Available resources
Machines in the cluster are classified into compute nodes and network nodes, as described in cluster overview. The resource sharing policy is different for the two.
Access to P4 switches
The Edgecore Wedge100BF-32X switches available in the cluster feature:
- Intel Tofino P4 programmable dataplane ASIC
- x86 control plane CPU
Users can login on the switch CPU via normal e.g., ssh
, start their program control-plane and push P4 programs to the Tofino ASIC.
Intel Tofino programmable data-plane hardware lacks native support for multi-tenancy (see About multi-tenancy in Tofino switches).
We restrict ssh
access to the Tofino switches on a time-slotted basis, managed via a reservation mechanism.
No more than one tenant at a time will be granted access.
A tenant willing to deploy and test its P4 code on SUP4RNET Tofino switches, must first reserve its own slot through a dedicated dashboard.
Once a slot has been reserved, a tenant will be granted exclusive access to the control plane CPU. The tenant can then login via ssh
using the account he/she obtained and perform operations on the switch.
Developing P4 code from VMs
Each tenant can request one or more virtual machine (VM) on the compute nodes. Tenants can login on their VMs at their convenience, on which they have full control and root privileges.
VM images
VMs are primarily intended to let tenants to prototype their P4 code on the Intel Tofino Emulator, i.e., even without access to the physical Tofino ASIC.

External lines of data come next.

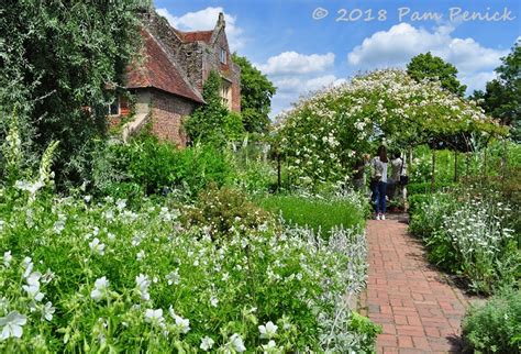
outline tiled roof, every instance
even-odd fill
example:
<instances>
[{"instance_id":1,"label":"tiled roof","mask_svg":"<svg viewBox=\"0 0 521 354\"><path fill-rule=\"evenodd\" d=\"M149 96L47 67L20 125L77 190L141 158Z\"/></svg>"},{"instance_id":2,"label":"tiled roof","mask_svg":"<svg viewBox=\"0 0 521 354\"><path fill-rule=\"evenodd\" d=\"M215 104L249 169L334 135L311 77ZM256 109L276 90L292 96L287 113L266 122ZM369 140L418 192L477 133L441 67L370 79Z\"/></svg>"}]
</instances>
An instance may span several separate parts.
<instances>
[{"instance_id":1,"label":"tiled roof","mask_svg":"<svg viewBox=\"0 0 521 354\"><path fill-rule=\"evenodd\" d=\"M210 43L213 31L193 31L193 32L177 31L177 33L181 36L182 42Z\"/></svg>"},{"instance_id":2,"label":"tiled roof","mask_svg":"<svg viewBox=\"0 0 521 354\"><path fill-rule=\"evenodd\" d=\"M146 30L141 31L145 47L142 62L129 66L126 70L128 88L154 87L169 93L188 98L192 101L203 103L203 99L182 77L176 65L157 41Z\"/></svg>"}]
</instances>

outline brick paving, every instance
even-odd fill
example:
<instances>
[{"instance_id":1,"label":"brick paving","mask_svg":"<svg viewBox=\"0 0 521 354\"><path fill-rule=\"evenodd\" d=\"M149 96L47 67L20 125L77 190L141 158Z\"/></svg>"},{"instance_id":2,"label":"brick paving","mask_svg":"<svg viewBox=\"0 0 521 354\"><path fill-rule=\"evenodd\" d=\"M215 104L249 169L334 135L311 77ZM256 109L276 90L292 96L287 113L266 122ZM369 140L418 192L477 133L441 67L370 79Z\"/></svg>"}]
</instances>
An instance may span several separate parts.
<instances>
[{"instance_id":1,"label":"brick paving","mask_svg":"<svg viewBox=\"0 0 521 354\"><path fill-rule=\"evenodd\" d=\"M407 217L367 223L367 316L384 328L377 353L457 353L468 305L424 258L407 233Z\"/></svg>"}]
</instances>

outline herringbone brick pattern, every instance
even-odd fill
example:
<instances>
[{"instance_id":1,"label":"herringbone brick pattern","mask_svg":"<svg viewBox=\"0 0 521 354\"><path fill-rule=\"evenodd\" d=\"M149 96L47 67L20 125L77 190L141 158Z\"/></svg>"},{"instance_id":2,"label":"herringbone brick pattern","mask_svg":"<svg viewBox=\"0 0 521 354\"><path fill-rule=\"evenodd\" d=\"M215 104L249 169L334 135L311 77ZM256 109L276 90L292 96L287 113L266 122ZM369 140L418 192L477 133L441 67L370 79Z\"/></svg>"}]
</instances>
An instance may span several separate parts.
<instances>
[{"instance_id":1,"label":"herringbone brick pattern","mask_svg":"<svg viewBox=\"0 0 521 354\"><path fill-rule=\"evenodd\" d=\"M377 352L458 352L468 302L426 263L423 246L408 235L406 222L400 215L367 225L367 314L384 328Z\"/></svg>"}]
</instances>

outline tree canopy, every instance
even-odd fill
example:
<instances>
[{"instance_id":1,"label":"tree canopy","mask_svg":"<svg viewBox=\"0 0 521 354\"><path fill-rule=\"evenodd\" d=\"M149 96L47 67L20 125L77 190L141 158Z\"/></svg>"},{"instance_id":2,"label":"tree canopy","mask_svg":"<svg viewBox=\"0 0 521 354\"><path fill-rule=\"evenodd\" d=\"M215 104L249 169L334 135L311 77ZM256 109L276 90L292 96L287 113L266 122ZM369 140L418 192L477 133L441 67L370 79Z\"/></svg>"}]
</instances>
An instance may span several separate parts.
<instances>
[{"instance_id":1,"label":"tree canopy","mask_svg":"<svg viewBox=\"0 0 521 354\"><path fill-rule=\"evenodd\" d=\"M431 52L413 57L407 65L407 74L418 81L423 79L436 79L444 89L461 97L463 97L467 88L457 79L456 67L444 62L441 57L433 56Z\"/></svg>"},{"instance_id":2,"label":"tree canopy","mask_svg":"<svg viewBox=\"0 0 521 354\"><path fill-rule=\"evenodd\" d=\"M140 53L146 0L0 4L0 137L15 110L24 142L60 141L59 179L88 179L87 152L107 128L108 103ZM63 178L62 178L63 177Z\"/></svg>"},{"instance_id":3,"label":"tree canopy","mask_svg":"<svg viewBox=\"0 0 521 354\"><path fill-rule=\"evenodd\" d=\"M487 113L512 128L511 136L521 141L521 47L516 43L512 52L501 58L496 68L498 78L487 82L486 91L475 91L474 98L480 100Z\"/></svg>"},{"instance_id":4,"label":"tree canopy","mask_svg":"<svg viewBox=\"0 0 521 354\"><path fill-rule=\"evenodd\" d=\"M241 67L241 113L244 129L251 133L267 132L271 97L276 88L247 58L233 54L233 62Z\"/></svg>"}]
</instances>

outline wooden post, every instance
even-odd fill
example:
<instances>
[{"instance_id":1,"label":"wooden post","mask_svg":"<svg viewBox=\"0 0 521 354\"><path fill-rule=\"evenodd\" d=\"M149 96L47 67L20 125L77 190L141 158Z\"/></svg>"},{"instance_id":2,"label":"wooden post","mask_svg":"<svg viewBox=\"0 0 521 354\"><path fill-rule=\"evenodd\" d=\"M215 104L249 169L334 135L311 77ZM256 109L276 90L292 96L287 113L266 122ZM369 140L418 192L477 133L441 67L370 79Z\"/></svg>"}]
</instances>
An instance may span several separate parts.
<instances>
[{"instance_id":1,"label":"wooden post","mask_svg":"<svg viewBox=\"0 0 521 354\"><path fill-rule=\"evenodd\" d=\"M280 187L282 186L282 174L280 172L280 154L277 153L277 191L280 191Z\"/></svg>"},{"instance_id":2,"label":"wooden post","mask_svg":"<svg viewBox=\"0 0 521 354\"><path fill-rule=\"evenodd\" d=\"M432 150L432 173L431 173L431 193L434 192L434 184L436 181L435 178L435 173L436 173L436 150Z\"/></svg>"},{"instance_id":3,"label":"wooden post","mask_svg":"<svg viewBox=\"0 0 521 354\"><path fill-rule=\"evenodd\" d=\"M508 151L507 151L507 140L503 137L503 156L501 157L501 179L505 182L505 178L507 177L507 169L508 169Z\"/></svg>"},{"instance_id":4,"label":"wooden post","mask_svg":"<svg viewBox=\"0 0 521 354\"><path fill-rule=\"evenodd\" d=\"M457 150L454 151L454 182L457 182Z\"/></svg>"},{"instance_id":5,"label":"wooden post","mask_svg":"<svg viewBox=\"0 0 521 354\"><path fill-rule=\"evenodd\" d=\"M481 180L485 181L485 178L487 178L487 146L485 146L484 151L483 151L483 178Z\"/></svg>"}]
</instances>

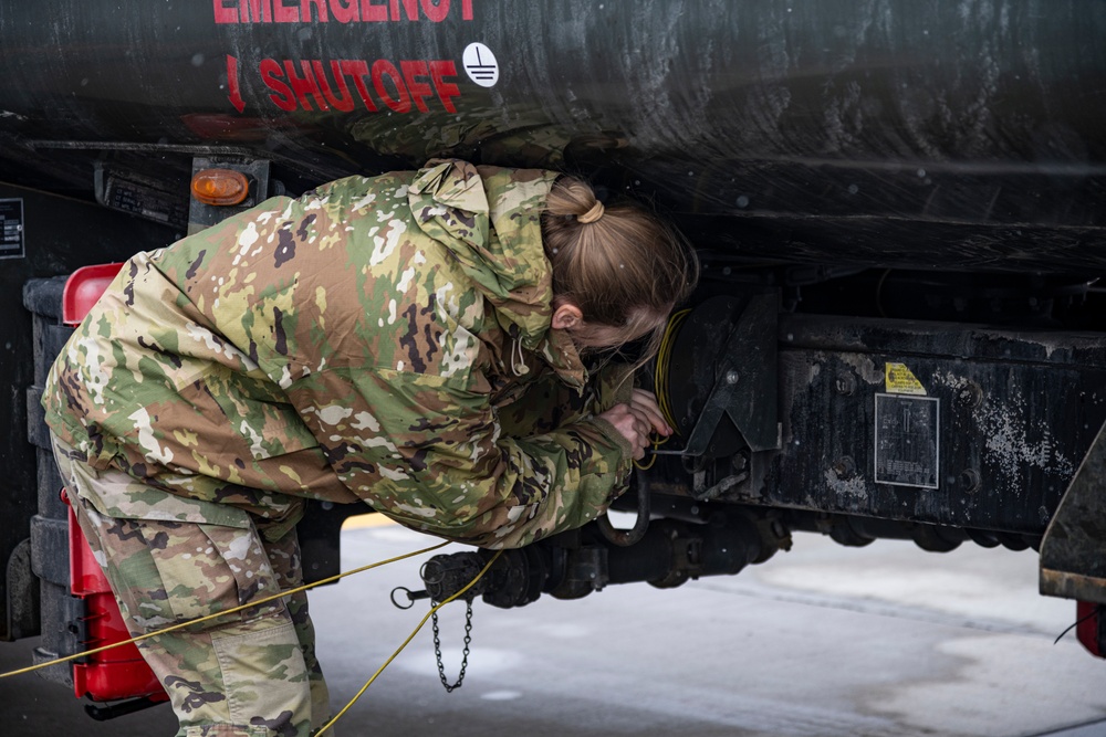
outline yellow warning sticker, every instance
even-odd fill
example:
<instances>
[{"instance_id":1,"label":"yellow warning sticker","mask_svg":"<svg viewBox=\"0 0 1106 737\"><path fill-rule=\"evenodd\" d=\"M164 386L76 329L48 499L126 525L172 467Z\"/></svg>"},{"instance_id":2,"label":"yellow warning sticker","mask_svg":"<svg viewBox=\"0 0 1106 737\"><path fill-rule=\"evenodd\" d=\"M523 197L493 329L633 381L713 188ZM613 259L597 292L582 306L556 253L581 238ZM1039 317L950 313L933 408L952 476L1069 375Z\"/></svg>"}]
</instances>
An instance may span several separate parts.
<instances>
[{"instance_id":1,"label":"yellow warning sticker","mask_svg":"<svg viewBox=\"0 0 1106 737\"><path fill-rule=\"evenodd\" d=\"M926 388L910 372L906 364L885 364L884 378L889 394L926 394Z\"/></svg>"}]
</instances>

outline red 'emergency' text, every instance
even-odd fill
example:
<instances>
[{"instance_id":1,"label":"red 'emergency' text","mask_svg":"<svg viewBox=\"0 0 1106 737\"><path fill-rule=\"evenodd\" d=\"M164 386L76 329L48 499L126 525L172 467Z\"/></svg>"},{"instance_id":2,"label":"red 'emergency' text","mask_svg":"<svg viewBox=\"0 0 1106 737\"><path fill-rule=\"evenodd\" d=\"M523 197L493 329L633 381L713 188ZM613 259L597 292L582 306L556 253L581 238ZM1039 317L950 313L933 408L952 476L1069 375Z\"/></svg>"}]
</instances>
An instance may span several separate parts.
<instances>
[{"instance_id":1,"label":"red 'emergency' text","mask_svg":"<svg viewBox=\"0 0 1106 737\"><path fill-rule=\"evenodd\" d=\"M440 23L460 7L461 20L472 20L472 0L213 0L216 23L374 23L417 21ZM457 14L457 11L453 12Z\"/></svg>"},{"instance_id":2,"label":"red 'emergency' text","mask_svg":"<svg viewBox=\"0 0 1106 737\"><path fill-rule=\"evenodd\" d=\"M453 97L461 93L452 82L457 77L452 60L404 60L398 64L386 59L372 63L359 59L264 59L258 71L273 92L269 99L282 110L351 113L362 107L376 113L386 107L409 113L414 107L429 113L430 104L437 102L447 113L457 112Z\"/></svg>"}]
</instances>

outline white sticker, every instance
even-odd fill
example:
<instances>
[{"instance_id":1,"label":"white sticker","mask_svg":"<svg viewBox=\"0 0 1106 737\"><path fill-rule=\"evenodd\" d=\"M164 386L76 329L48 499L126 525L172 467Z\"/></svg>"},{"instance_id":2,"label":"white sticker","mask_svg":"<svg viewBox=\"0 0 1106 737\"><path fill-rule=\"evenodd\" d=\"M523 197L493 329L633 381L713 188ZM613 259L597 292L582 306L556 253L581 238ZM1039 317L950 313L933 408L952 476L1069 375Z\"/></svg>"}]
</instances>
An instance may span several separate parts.
<instances>
[{"instance_id":1,"label":"white sticker","mask_svg":"<svg viewBox=\"0 0 1106 737\"><path fill-rule=\"evenodd\" d=\"M492 87L499 82L499 63L491 49L482 43L470 43L461 57L469 78L481 87Z\"/></svg>"}]
</instances>

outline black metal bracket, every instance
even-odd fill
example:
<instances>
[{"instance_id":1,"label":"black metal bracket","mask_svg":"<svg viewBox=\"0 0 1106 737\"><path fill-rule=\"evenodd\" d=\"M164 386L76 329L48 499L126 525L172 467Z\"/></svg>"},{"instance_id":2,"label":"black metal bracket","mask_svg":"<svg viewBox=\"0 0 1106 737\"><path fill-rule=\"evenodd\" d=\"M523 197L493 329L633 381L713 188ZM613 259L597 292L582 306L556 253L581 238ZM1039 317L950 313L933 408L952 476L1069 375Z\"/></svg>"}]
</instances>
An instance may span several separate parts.
<instances>
[{"instance_id":1,"label":"black metal bracket","mask_svg":"<svg viewBox=\"0 0 1106 737\"><path fill-rule=\"evenodd\" d=\"M726 344L714 387L688 436L685 456L702 456L722 417L729 417L752 451L781 448L778 419L775 294L753 296Z\"/></svg>"},{"instance_id":2,"label":"black metal bracket","mask_svg":"<svg viewBox=\"0 0 1106 737\"><path fill-rule=\"evenodd\" d=\"M1041 593L1106 603L1106 423L1041 543Z\"/></svg>"}]
</instances>

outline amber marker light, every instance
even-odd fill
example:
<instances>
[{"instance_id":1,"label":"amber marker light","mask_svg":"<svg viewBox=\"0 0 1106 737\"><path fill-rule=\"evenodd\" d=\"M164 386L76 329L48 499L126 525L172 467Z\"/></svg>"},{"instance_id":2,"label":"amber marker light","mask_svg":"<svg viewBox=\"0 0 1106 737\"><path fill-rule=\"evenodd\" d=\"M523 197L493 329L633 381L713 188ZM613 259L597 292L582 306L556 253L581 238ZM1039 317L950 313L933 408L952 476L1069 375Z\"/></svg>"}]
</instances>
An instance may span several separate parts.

VM images comes pre-configured as follows:
- control plane IP address for
ssh
login - dataplane vNIC, bridged to a 100 Gbps dataplane network
- Intel P4 Software Development Environment (SDE) and Intel Tofino emulator
VMs should also be privileged to run non-performance critical experiments whenever possible.
Testing P4 code without access to Tofino ASIC
While the reservation mechanism to access the Tofino ASIC might be tedious, there is a way to prototype your P4 code on a Tofino emulator before deploying to the actual hardware. The Intel P4 SDE comes with a register-level Tofino emulator, which reproduces most of the pipeline features via software. Only some Tofino features are not supported by the emulator.
For all code that do not require these special features, we highly advise to first test your project on the emulator and move to the actual hardware when you are relatively confident about the correctness of your code.
This is especially recommended for inexperienced users for at least two reasons:
- A detailed log is available in the emulator and not on the ASIC
- You don’t create contention with other tentants when not necessary
About sudo privileges
All tenants are granted elevated privileges in their VMs.
Instead, as a default policy, sudo
privileges are disabled for all tenants on the switch OS and on the server OS. Should any user demand elevated permissions, it must ask the cluster admins. Only if strictly necessary, sudo
privileges may be granted for specific commands and revoked when not needed anymore. In general, alternative solutions must be preferred.